また、エコキュートは効率のよい「ヒートポンプ」という方式でお湯を作るため、日常生活では電気やガスよりも格段に安いコストで給湯が可能です。さらに、最新のエコキュートは、スマホを使って外出先からお風呂を沸かすといった便利な機能も搭載しています。

※:設置するモデルにより貯水量が変わります

↑パナソニックのエコキュート最新モデル。災害時は本体下にある非常用取水栓にホースをつなげることで、タンク内のお湯や水が使えます

 

避難をサポートしてくれるライトや警報器も用意

これら2製品はいわゆる「住宅設備」のため、設置には工事が必要なうえに気軽に購入できる価格でもありませんが、同社製品のなかには手軽に導入できるものもあります。たとえば、コンセントにつなげるだけで使用できる「ワイド21:明るさセンサ付ハンディホーム保安灯」(希望小売価格4900円・税抜)は普段は電球色のナイトライトとして使用可能。
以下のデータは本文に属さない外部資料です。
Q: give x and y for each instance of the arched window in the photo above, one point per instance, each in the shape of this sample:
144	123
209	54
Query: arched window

停電すると明るい白色で自動点灯し、コンセントから取り外して非常用の明かりとしても持ち運ぶこともできます。

↑「ワイド21:明るさセンサ付ハンディホーム保安灯」は停電時にコンセントから取り外して使えます

 

さらに、同社の住宅用火災警報器「ワイヤレス連動型(あかり付)」(希望小売価格 親機1万円/子機9220円〜 ※ともに税抜)は、火災が起きると連携している家中の警報器が鳴るというもの。これなら寝室とキッチンの位置が遠いなどの理由で火災警報器の音を聞き漏らす心配がありません。火災による死亡率がもっとも高いのは夜だといわれていますが、この火災警報器なら警報とともにライトを点灯して避難をサポートしてくれます。

↑住宅用火災警報器の「ワイヤレス連動型(あかり付)」

 

↑パナソニックが提案する「いざという時のための」製品群。災害だけではなく、防犯のための製品などもあります

 

大規模災害は自分が生きている間にこないかもしれませんが、明日くる可能性もあります。そう考えれば「災害に備える」タイミングはまさに「今」。とくに、今回パナソニックが提案した設備や家電は、災害がこなくても日常で便利に使えるものがほとんど。このため、いざという場合に使いやすく、災害がなくても「元がとれなかった」と残念な気持ちになることはありません。

 

さすがに太陽光発電や給湯器などの大型設備は、工事の手間や価格を考えるとなかなか導入に勇気がいりますが、保安灯や警報器を設置するだけでも大きく意識は変わるはず。まずは家族で話し合い、自分の家庭ではどのような「備え」ができるか、話し合ってみるのはいかがでしょうか?